MR 24. Подделка древностей.
XYB 724. Похищение. Англ.
GR 45. Попытка убийства».
— Великолепно, мой друг, — сказал Пуаро. — Наш мозг дружно приближает нас к чуду! Изо всех записей в книжке эти пять, мне кажется, имеют прямое отношение к пассажирам самолета. Давайте рассмотрим их по очереди.
— Английская леди. Муж, — сказал Фурнье. — Это может относиться к леди Хорбари. Она, насколько я понимаю, заядлый игрок. Могла занимать деньги у Жизели. Слово «муж» может иметь одно из двух значений. Или Жизель надеялась, что муж уплатит долги своей жены, или же она узнала что-то о леди Хорбари и решила открыть этот секрет ее мужу.
— Совершенно верно, — сказал Пуаро. — Любой из двух вариантов может подойти. Лично мне больше нравится второй, особенно потому, что я думаю, — женщиной, посетившей Жизель вечером накануне отъезда, была леди Хорбари. В характере консьержа, кажется мне, есть черта этакого рыцарства. То, что он упорствует и настаивает на том, что якобы ничего не помнит о посетительнице, уже само по себе примечательно. Леди Хорбари необычайно красива. Больше того, я заметил, как он вздрогнул, когда увидел фото из «Sketch»! Там она в купальном костюме. Леди Хорбари заходила к Жизели в тот вечер. Бесспорно!
— Она последовала за ней в Париж из Ле Пине, — медленно, раздумывая, сказал Фурнье. — Похоже, она отчаялась.
— Да, да, полагаю, и это верно.
Фурнье озадаченно посмотрел на Пуаро.
— Но ведь это не сходится с вашими мыслями?

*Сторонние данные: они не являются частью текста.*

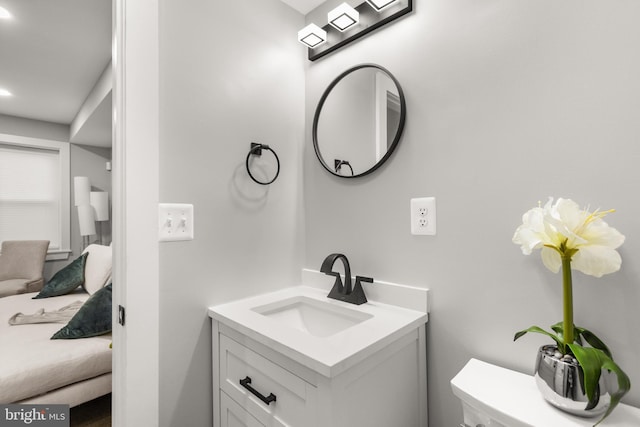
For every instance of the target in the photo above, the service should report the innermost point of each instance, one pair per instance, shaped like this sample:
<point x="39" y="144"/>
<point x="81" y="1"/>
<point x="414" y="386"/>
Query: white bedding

— Мой друг, я же вам говорю, — это то, что я называю «верным ключом, ведущим не к тому человеку»... Я, так сказать, пока в кромешной тьме. Мой ключ не может быть ошибочным, а все же...
— Вы не хотели бы мне растолковать, в чем дело? — спросил Фурнье.
— Нет, Фурнье. Я ведь могу ошибиться и рассуждать совершенно неправильно. А в таком случае невольно уведу от истины и вас. Нет, давайте будем работать каждый согласно своим собственным предположениям. Однако продолжим наш разговор... Что там было в черной книжечке?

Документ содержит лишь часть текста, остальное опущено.